The nurses have had to educate a lot of people about this virus whose complications can come roaring back with a vengeance, even after a loved one seems to be recovering. It’s a confusing, frustrating cycle for family members.
“We see a lot of people pass away and a lot of families who don’t understand why they’re losing their loved ones to this COVID,” said Swanson, who joined the COVID ICU team six months into the pandemic to get intensive care experience.
They “have a hard time understanding why their loved ones, even if they tested COVID positive weeks ago, are still here in the ICU and why they’re still doing so poorly.
“And it often leaves so much residual damage to the lungs with COVID pneumonia that a lot of our patients, that’s what kills them.”
There’s been drama at the bedside as well. Some of these nurses have been accused by family members of not trying hard enough to save their loved ones, even after lengthy CPR procedures. That absolutely doesn’t happen, Shields said. Vaccinated or not, every COVID patient here is “going to receive great care,” he said.
“I want others to know that we do anything for our COVID patients, vaccinated or not,” said Swanson.
“We just want the best for them, healing for them, and it’s hard fighting something that is such a big beast after all this time and so many unknowns.”
The nurses have fended off slings and arrows outside of work, too. Some have been accused by strangers and even people they know of exaggerating, even lying about, the severity of the pandemic. It’s hard not to take it personally.
“It’s tough. But like I said, we lean on each other,” said Kiehl. “At the end of the day we know we come here and we do everything we can. At the very least we have our truths.”
Kansas City stepped up
In April 2020 the hospital allowed The Star in to see how it was preparing for the pandemic. The place was eerily quiet after elective surgeries were canceled, clinic visits were cut back and office employees sent home to work.
Shields was convinced at the time that if Kansas Citians would just stay home, socially distance and avoid crowded spaces, the city would be spared the chaos that COVID had created in bigger cities like New York.
And that’s just what happened because the community did the right things, said Shields.
“I think, if you go back, look early on in the pandemic, clearly the actions that were taken by the community, whether it was masking, social distancing, trying to limit big gatherings, that helped us get to a point where we didn’t exceed our capacity,” Shields said.
“At the time our therapeutics weren’t as evolved as they are today. We didn’t know as much. So all those actions were the right thing to do at the time and they helped us get to a place where we could manage.

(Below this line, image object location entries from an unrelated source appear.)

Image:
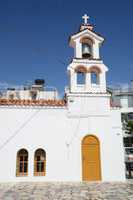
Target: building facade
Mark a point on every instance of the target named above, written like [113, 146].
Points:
[78, 138]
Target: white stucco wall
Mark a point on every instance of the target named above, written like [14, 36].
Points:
[59, 133]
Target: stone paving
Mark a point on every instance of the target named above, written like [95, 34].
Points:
[66, 191]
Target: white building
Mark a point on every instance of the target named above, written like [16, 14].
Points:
[76, 139]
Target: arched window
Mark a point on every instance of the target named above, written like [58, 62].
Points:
[94, 78]
[40, 162]
[80, 78]
[22, 163]
[87, 45]
[95, 71]
[81, 73]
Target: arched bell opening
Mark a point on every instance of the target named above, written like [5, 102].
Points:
[87, 48]
[81, 75]
[95, 75]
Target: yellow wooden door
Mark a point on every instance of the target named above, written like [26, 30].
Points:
[91, 168]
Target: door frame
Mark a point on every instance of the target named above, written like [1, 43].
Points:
[99, 154]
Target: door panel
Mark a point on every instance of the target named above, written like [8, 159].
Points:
[91, 159]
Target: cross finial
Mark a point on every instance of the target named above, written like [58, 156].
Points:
[85, 18]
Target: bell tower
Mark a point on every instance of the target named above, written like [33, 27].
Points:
[87, 71]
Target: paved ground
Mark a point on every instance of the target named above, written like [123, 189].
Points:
[66, 191]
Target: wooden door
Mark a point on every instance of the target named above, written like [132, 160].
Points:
[91, 169]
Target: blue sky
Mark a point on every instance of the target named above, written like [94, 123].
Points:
[34, 38]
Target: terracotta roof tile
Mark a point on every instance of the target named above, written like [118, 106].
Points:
[41, 102]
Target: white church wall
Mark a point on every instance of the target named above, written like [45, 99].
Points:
[60, 135]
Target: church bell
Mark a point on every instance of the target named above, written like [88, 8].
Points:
[86, 51]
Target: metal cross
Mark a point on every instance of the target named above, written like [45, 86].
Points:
[85, 18]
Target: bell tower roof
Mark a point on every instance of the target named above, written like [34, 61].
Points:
[85, 29]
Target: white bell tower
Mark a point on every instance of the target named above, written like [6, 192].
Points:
[87, 71]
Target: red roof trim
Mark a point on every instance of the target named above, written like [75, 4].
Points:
[18, 102]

“We never got to a position where we had to open up non-traditional settings as hospitals where we entered crisis standards of care, where we had to make really difficult decisions and triage patients.
“I think this community’s actions allowed us and prevented us from getting to that point, which I think was really important.”
The pandemic is roaring again thanks to omicron, but this time, even though vaccination rates are not where hospital leaders would like to see them, hospitals have therapies they didn’t have two years ago, said Shields.
New oral therapeutics are coming, “so even folks who are compromised because of other health conditions, but have been vaccinated, there are still solutions for them that should put them a little bit at ease,” he said.
The hospital also runs a monoclonal antibody infusion center for high-risk patients with mild or moderate symptoms, and is switching over to treatments specifically for omicron, Shields said.
Swanson said she doesn’t want to leave the COVID ICU until she sees more of those strides in patient care “and our abilities to treat this and not just constantly trying to catch up to the symptoms of it but to get ahead of it and help these people in ways we haven’t been able to yet.
“And I think that’s the biggest factor that keeps me with my COVID patients, is that we all want a victory over this. And I hope it’s soon.”
The Star’s Jill Toyoshiba contributed reporting.